Halk TV, TV 100, Sözcü TV gibi kurumların ve onurlu, şerefli ve haysiyetli bir şekilde mesleklerini icra eden gazetecilerin isimlerini vererek, basın mensuplarını ve medya organlarını hedef göstermekten artık vazgeçin! Açıklamada isimleri geçen gazetecilerin saçlarının teline dahi zarar gelirse bunu Semih Yalçın'dan biliriz. Şayet MHP bu konuda bir açıklama yapmaz ise, Semih Yalçın'ın açıklamasını MHP'nin açıklaması olarak kabul ederiz. Semih Yalçın'a göre muhalif herkes vicdansız, ahlakı kanayacak kadar ahlaksız, herkes PKK'lı, herkes terörist, en iyi ihtimalle de müptezel! Edip Semih Yalçın'ın Türk basını üzerindeki linç politikası ve baskıları artık kabak tadı vermeye başladı.
"SİNAN ATEŞ'İN KATLİNDE DAHLİ OLAN HERKES..."
Yerel Seçimlerde alınan sonuçların hala bir şişirme olduğuna kendini inandırmaya çalışan bu şahıs, gerçeklerden kopuk, hayal dünyasında yaşayan bu tavrıyla ancak ve ancak senaryo yazarlığında başarılı olur.
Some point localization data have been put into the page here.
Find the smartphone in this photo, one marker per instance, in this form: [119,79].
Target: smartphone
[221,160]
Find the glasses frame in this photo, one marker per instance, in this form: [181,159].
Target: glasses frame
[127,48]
Genel Başkanımız Sayın Özgür Özel'in Cumhurbaşkanı Sayın Recep Tayyip Erdoğan ile görüşmesinden, ülkedeki normalleşme yolundaki adımlardan rahatsız olmak, ne devlet adabına, ne siyasetin ağırlığına, ne de ülkücü camianın gönül verdiği MHP'ye yakışmamaktadır. Bu saldırgan tavrınızla, Sinan Ateş davasından sıyrılacağınızı sanıyorsanız fena halde yanılıyorsunuz. Gerçeklerin ortaya çıkmak gibi kötü bir huyu vardır. Kaçınılmaz sonda, Sinan Ateş'in katlinde dahli olan herkes adaletten payına düşeni alacak, Sinan Ateş'in eşi ve çocukları bir nebze olsun huzura kavuşacak! Tek temennimiz budur, adalete güvenimiz tamdır."
MHP'Lİ YILDIZ DA GAZETECİLERE TEPKİ GÖSTERDİ
Öte yandan MHP Genel Başkan Yardımcısı Feti Yıldız da Halk TV'deki bir programa sosyal medya üzerinden tepki göstererek programdaki gazetecilerin isimlerini belirterek "Milliyetçi Hareket Partisi'ne ve Genel Başkanımız Sayın Devlet Bahçeli'ye hayasızca saldırmışlar, hakaretler etmişler, iftiralarını peş peşe sıralamışlardır.
Bu hakaret ve iftiralara hiçbir kişi ve kurum ifade özgürlüğü diyemez. Bu müfterilerle kanun önünde hesaplaşacağız. Hangi nam altında olursa olsun özürlerini de kabul etmeyeceğiz." ifadelerini kullandı.